Christmas comes early for several nonprofits in Steamboat
STEAMBOAT SPRINGS — Christmas morning came early for several nonprofits in Steamboat Springs this week as the Colorado Trust announced $5,000 awards to four different organizations.
“We were very appreciative and honored that we were chosen,” said Diane Moore, executive director of Advocates Building Peaceful Communities. “We will use the money for overhead for various programs that are not fully funded.”
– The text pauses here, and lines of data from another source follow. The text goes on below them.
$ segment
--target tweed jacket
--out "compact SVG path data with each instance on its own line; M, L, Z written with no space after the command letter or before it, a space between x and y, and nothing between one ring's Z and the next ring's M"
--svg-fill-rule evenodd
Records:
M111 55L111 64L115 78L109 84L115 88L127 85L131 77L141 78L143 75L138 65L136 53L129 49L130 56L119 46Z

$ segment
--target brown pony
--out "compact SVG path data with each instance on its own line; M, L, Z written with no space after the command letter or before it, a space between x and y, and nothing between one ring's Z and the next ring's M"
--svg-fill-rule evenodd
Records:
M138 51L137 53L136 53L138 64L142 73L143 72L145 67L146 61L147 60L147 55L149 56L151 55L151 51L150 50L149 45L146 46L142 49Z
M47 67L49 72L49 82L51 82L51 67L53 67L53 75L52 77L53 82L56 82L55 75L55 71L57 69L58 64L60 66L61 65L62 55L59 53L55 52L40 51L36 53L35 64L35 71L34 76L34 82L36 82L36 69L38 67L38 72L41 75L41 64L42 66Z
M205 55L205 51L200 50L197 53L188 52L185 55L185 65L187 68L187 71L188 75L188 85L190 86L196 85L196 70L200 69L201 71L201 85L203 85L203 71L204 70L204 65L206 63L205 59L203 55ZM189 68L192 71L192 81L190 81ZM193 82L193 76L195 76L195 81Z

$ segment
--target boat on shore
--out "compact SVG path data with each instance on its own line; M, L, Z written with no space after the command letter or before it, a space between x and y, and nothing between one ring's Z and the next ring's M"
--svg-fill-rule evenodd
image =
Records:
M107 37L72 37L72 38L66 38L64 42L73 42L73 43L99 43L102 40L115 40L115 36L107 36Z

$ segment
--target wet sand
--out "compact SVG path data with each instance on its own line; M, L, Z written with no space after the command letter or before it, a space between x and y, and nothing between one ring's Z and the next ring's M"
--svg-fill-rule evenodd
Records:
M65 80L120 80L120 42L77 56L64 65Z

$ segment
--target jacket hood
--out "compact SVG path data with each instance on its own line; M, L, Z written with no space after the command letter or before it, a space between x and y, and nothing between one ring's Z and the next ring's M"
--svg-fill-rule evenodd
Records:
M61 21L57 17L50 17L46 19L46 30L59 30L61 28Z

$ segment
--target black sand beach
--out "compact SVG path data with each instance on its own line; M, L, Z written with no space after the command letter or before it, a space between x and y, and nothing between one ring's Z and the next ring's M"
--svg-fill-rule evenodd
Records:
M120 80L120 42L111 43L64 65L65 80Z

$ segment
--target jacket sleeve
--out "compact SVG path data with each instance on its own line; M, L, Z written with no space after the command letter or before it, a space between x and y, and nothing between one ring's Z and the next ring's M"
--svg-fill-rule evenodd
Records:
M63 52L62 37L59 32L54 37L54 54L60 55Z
The $5,000 grant came from the Colorado Trust, a foundation dedicated to creating fair and equal opportunities for Coloradans to lead healthy lives. The Colorado Trust discovered the local organizations as part of Rural Philanthropy Days, which connects funders with nonprofit organizations and government agencies that serve rural Colorado.
The biannual event was created in 1991 by the community Resource Center and the Anschutz Family Foundation to strengthen nonprofit-funder relations and address critical needs in Colorado communities. The latest Rural Philanthropy Days took place in Craig and drew organizations from Grand, Jackson, Moffat, Rio Blanco and Routt counties.
“They kind of rotate in different parts of the state,” said Julian Kesner, vice president of communications for the Colorado Trust. “So the one this fall was an opportunity for nonprofits in the northwest part of the state to meet with funders. It was a great opportunity for smaller, rural nonprofits to meet with funders who are often based in the metropolitan area.”
In addition to Advocates, Colorado Trust also awarded $5,000 grants to Choose When, Yampa Valley Medical Center Foundation and Northwest Colorado Center for Independence. The Moffat County United Way was also recognized.
“It’s a really positive thing for us educationally, learning that we are going in the right direction, and that other people think that this is a great idea,” said Kathleen Wasserman, who, along with Adrienne Southworth, serves as co-chair of Choose When, an organization that provides long-acting reversible contraceptives to women. “This grant in particular will help us with expansion into Craig. We are already there, but this money will allow use to have a broader reach … to let people know that we are there.”
The Northwest Colorado Center for Independence plans to use its $5,000 in grant money to assess the offices of physicians and other health care providers and offer guidance on how to help make them more inclusive of people with disabilities.
The Yampa Valley Medical Center Foundations will use the funds to provide three iPads that act as mobile interpreters with access to 35 languages, as well as devices for patients with poor eyesight and who are hard of hearing.